Le Parlement a adopté définitivement mardi 16 février au soir, par un ultime vote du Sénat, la réforme attendue mais critiquée de la justice pénale des mineurs, qui met en place une procédure de jugement en deux temps, entrecoupée d'une période de "mise à l'épreuve éducative".

Le texte avait été voté dans l'après-midi par les députés. Comme à l'Assemblée nationale, il a été approuvé par les sénateurs sans les voix de la gauche.
Selon un rapport du député Jean Terlier (LREM), "la délinquance traitée par les parquets a concerné 233.000 mineurs en 2018, soit 3,5% de la population âgée de 10 à 17 ans". La moitié des mineurs délinquants avaient 16 ou 17 ans.
Députés et sénateurs sont tombés d'accord en commission mixte paritaire pour reporter l'entrée en vigueur de la réforme du 31 mars au 30 septembre, comme le souhaitait le Sénat, afin de laisser le temps aux différents acteurs de s'organiser.
C'est "une réforme attendue par l'ensemble des acteurs de la justice des mineurs (...) mais c'est aussi une transformation de leur pratique professionnelle qui est source de nombreuses craintes", a souligné la rapporteure pour le Sénat Agnès Canayer (LR). "Soyez assurés que ce délai supplémentaire sera bien mis à profit pour préparer les acteurs de la justice des mineurs et faire en sorte qu'ils s'approprient ce texte", a affirmé le garde des Sceaux, Éric Dupond-Moretti, vantant un code qui "renforce la primauté de l'éducatif" et "une justice des mineurs claire et efficace".
Le projet de loi consiste en la ratification d'une ordonnance de septembre 2019 que le gouvernement avait été habilité à prendre par la loi de programmation et de réforme pour la justice. Le code de la justice pénale des mineurs qu'elle organise a vocation à remplacer l'ordonnance fondatrice de 1945 consacrée à la délinquance juvénile, un texte devenu "illisible" et qu'"il fallait moderniser", selon le ministre.
Il vise principalement à accélérer les jugements, via une procédure en deux temps, avec une période de "mise à l'épreuve éducative" entre le prononcé de la culpabilité et celui de la sanction.
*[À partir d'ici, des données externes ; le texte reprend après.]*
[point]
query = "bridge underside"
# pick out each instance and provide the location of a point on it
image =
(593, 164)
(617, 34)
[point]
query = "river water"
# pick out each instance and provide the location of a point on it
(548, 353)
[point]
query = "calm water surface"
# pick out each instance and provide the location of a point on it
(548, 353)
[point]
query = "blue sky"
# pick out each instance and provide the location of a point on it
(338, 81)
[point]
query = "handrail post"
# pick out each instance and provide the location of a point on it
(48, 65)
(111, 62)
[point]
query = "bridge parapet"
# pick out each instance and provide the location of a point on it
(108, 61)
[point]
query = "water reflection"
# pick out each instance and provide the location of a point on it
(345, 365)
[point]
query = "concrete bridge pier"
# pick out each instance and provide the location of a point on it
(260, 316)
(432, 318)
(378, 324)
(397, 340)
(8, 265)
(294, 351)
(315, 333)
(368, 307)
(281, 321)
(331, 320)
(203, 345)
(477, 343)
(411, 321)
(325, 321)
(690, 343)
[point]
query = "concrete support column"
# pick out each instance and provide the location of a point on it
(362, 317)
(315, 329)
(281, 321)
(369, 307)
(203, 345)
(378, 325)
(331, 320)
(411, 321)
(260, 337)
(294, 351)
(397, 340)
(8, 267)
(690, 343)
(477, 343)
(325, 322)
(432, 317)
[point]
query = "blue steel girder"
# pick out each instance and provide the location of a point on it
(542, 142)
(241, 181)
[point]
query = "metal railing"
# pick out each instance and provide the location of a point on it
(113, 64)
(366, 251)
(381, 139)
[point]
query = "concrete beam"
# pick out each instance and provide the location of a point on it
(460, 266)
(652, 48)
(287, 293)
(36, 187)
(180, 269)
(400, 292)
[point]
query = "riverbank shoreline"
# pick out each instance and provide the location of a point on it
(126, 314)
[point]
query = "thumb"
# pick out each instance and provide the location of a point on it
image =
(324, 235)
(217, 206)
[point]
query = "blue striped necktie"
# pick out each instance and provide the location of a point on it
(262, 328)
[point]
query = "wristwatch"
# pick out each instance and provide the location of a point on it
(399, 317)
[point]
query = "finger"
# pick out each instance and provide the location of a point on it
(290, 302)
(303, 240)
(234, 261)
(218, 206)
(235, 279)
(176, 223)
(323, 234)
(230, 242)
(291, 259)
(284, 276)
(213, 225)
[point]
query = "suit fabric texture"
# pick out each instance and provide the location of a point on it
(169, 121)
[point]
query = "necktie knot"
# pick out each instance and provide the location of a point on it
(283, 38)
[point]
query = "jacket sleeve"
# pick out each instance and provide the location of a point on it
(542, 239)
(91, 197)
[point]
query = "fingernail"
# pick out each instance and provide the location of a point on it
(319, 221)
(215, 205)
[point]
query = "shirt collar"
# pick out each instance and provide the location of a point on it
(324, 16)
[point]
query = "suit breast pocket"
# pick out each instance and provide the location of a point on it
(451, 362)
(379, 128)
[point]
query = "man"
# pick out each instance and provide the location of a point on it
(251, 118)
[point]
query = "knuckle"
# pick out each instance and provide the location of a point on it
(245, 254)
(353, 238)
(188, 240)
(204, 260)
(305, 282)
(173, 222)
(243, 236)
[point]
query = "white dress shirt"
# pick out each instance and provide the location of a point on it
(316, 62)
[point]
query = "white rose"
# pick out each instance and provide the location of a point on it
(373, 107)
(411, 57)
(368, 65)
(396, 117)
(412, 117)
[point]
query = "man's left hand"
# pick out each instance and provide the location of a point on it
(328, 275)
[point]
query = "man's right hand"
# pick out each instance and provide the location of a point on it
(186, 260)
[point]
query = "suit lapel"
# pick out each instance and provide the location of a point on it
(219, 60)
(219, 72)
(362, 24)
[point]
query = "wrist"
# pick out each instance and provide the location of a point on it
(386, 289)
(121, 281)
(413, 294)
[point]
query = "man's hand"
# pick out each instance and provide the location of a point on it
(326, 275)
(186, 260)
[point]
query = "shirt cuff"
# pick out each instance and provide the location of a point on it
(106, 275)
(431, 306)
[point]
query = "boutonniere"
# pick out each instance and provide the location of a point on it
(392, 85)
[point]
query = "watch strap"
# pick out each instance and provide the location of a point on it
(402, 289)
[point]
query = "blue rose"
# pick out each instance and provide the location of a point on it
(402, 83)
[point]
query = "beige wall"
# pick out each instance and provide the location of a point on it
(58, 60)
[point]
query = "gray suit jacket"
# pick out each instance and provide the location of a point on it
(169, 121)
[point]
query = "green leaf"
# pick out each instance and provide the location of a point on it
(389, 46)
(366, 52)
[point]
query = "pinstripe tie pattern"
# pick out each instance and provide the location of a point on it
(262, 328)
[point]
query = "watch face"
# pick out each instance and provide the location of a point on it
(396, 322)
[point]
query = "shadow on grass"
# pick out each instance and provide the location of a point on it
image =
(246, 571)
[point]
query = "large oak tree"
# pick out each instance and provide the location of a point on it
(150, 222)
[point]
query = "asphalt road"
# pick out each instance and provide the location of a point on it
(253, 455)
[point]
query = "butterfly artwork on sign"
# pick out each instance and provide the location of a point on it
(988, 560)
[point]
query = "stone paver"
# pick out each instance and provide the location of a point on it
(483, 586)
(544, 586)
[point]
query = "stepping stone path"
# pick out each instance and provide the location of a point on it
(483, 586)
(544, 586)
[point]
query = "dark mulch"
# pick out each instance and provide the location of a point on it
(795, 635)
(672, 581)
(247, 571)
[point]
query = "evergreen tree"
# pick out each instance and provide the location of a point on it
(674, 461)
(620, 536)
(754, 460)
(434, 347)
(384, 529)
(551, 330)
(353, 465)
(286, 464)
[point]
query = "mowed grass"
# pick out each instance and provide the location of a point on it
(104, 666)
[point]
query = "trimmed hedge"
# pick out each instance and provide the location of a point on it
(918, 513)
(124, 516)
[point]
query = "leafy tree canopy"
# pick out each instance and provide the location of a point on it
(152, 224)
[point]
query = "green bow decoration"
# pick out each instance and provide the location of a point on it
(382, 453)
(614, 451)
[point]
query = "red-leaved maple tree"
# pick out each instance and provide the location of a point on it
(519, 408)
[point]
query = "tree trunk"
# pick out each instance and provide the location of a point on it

La première audience devra se tenir dans un délai de trois mois maximum à l'issue de l'enquête, contre 18 mois actuellement en moyenne selon la Chancellerie, et la seconde, pour le prononcé de la sanction, dans un délai compris entre six et neuf mois après le premier jugement. Une "audience unique" restera possible pour des faits graves et pour des mineurs qui ont déjà fait l'objet d'une procédure antérieure.
L'un des objectifs de la réforme est de réduire le recours à la détention provisoire, qui concerne aujourd'hui 80% des mineurs emprisonnés. Mais pour la gauche, la réforme fait la part trop belle au "répressif", au détriment de "l'éducatif".  Les syndicats de magistrats dénoncent aussi "une carence budgétaire criante" à laquelle "s'ajoutent des politiques sociales et judiciaires toujours plus répressives empêchant une prise en charge spécifique nécessaire des mineurs".
Le code de la justice pénale des mineurs prévoit aussi une présomption d'irresponsabilité pénale avant 13 ans.

  • Les principaux points de la réforme

Principes réaffirmés - Le code réaffirme dans un article liminaire les principes fondateurs de l'ordonnance de 1945 relative à l'enfance délinquante : atténuation de la responsabilité pénale des mineurs en fonction de l'âge, primauté de la réponse éducative sur le répressif, spécialisation des juridictions et procédures pour mineurs. Les députés y ont ajouté le principe de la prise en compte de l'intérêt supérieur des mineurs.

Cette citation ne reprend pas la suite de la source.